Chinese research group identifies UFMylation as promising therapeutic target in cancer
Research paper entitled UFMylation maintains tumor suppressor p53 stability by antagonizing its ubiquitination is published in the journal Nature Cell Biology on Aug 17. [Photo/WeChat account of BSC]
A research team from the Key Laboratory of Aging and Cancer Biology in East China's Zhejiang province published its research results in the journal Nature Cell Biology on Aug 17, according to a statement on the public WeChat account of the Biophysical Society of China or BSC, identifying UFMylation as a crucial post-translational modification for maintenance of p53 stability and tumor-suppressive functions -- and pointing to UFMylation as a promising therapeutic target in cancer.
Scientists say p53 is the most intensively studied tumor suppressor and that the regulation of p53 homeostasis is essential for its tumor-suppressive functions.
Although p53 is regulated by an array of post-translational modifications, both during normal homeostasis and in stress-induced responses, just how p53 maintains its homeostasis remains unclear.

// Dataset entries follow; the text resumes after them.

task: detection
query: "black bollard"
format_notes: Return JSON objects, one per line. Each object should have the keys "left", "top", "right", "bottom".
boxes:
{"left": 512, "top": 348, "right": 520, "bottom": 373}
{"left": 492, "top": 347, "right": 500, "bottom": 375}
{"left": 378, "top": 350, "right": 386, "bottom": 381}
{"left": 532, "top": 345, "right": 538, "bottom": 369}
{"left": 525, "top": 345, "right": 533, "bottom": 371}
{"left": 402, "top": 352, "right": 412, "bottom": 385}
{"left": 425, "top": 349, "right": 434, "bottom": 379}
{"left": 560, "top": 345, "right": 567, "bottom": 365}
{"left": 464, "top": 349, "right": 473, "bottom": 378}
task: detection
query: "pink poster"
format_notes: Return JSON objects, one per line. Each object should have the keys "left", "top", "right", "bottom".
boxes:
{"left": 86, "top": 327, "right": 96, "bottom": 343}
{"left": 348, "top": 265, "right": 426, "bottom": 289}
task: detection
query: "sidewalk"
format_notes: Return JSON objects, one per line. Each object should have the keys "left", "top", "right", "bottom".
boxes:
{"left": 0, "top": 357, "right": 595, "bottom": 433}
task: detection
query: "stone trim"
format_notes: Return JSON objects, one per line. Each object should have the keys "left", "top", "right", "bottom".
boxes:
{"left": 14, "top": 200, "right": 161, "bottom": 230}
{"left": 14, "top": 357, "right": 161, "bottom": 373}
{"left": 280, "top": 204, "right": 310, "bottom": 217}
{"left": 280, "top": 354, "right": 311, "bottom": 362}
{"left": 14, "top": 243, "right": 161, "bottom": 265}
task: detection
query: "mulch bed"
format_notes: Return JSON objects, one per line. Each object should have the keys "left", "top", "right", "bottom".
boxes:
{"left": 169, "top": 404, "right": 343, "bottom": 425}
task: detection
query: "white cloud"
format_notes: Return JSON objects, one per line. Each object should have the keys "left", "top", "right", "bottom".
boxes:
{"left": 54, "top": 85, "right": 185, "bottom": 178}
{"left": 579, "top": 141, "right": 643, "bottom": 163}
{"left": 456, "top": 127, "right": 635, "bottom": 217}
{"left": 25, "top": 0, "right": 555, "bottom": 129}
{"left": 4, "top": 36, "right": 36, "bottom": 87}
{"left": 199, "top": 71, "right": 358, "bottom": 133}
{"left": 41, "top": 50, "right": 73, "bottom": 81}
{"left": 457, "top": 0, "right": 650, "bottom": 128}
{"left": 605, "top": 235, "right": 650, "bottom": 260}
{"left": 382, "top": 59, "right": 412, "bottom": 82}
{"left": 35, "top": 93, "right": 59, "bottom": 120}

UFMylation is a recently identified ubiquitin-like modification with essential biological functions. Deficiency in this modification leads to embryonic lethality in mice and disease in humans.
The report published by the team found that p53 can be covalently modified by UFM1 and that this modification stabilizes p53 by antagonizing its ubiquitination and proteasome degradation. Mechanistically, UFL1, the UFM1 ligase6, competes with MDM2 to bind to p53 for its stabilization. Depletion of UFL1 or DDRGK1, the critical regulator of UFMylation, decreases p53 stability and in turn promotes cell growth and tumor formation in vivo. Clinically, UFL1 and DDRGK1 expressions are down regulated and positively correlated with levels of p53 in a high percentage of renal cell carcinomas.